Think about this, right? I don’t have kids at present, although I would like some. Saturday I did a 5K fun run and I go to this brewery afterwards. I see this adorable little two year-old, OK? He’s got two toy race cars and he’s racing and crashing them. Cute kid. Now, I could see this and rush home and tell my wife “We’re doing this thing right now!” That’s short-term decision-making, and it makes sense on one level. On another, it ignores a bunch of other long-term constructs. Now, my future children have little to do with your widgets company, but sometimes personal examples help.
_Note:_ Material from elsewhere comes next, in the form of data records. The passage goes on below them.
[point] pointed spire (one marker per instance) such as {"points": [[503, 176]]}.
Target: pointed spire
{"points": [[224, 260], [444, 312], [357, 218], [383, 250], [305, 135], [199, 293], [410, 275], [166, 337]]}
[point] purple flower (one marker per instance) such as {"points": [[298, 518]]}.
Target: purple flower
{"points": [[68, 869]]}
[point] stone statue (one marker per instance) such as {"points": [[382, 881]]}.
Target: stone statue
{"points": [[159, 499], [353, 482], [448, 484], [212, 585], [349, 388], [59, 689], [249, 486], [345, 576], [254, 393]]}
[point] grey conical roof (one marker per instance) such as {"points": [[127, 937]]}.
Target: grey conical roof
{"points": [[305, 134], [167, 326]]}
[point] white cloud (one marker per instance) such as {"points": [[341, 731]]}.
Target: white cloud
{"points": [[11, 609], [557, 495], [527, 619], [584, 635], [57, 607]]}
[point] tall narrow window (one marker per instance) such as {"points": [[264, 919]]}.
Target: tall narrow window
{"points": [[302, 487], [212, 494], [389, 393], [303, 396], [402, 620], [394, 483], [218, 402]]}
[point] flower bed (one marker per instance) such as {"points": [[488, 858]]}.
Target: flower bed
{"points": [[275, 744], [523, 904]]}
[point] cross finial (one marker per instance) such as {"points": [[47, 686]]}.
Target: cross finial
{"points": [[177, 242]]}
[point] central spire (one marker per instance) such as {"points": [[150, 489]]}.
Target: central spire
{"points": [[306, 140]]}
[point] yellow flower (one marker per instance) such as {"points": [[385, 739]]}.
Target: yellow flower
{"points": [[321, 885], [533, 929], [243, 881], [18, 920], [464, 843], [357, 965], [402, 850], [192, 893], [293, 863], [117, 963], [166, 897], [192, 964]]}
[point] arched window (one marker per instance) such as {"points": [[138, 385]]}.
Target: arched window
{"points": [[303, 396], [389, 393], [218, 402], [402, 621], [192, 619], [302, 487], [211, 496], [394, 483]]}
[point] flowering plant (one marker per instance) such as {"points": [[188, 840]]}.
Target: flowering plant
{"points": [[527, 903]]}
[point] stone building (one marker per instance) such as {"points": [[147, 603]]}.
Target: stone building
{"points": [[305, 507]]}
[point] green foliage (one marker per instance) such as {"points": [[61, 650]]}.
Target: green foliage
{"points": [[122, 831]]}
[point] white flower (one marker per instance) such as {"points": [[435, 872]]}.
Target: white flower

I’ve written a lot here about decision-making process, so now I’ll turn it over to you: what have you seen be effective? How can companies and individual leaders get better at this?

Ted Bauer

3 Comments

  1. “Groups create so many problems around priorities, decision-making process, incentives, the ability of one person to rise above, people skating on work, etc. that they’re almost a major hindrance on a lot of legitimately important projects.”

    Man…I’m taking a class right now with a ton of in-class group projects. A ton of *unanticipated* in-class group projects. They are the worst. Throw a bunch of people together, several of whom work in vastly different industries with widely varying roles, and try to get them to work together on something – it’s a good recipe for a hot mess.

    While the point of the class is to demonstrate that working together as a team is often more effective than going it alone – a principle I agree with – without the context of whose skills are best suited to handle certain project tasks and without time to define each person’s role in the group, it’s just not effective. I’m much happier when the instructor is just lecturing at us and I do the figuring-out on my own.

    • This is sadly often, uh, ahem… “life.”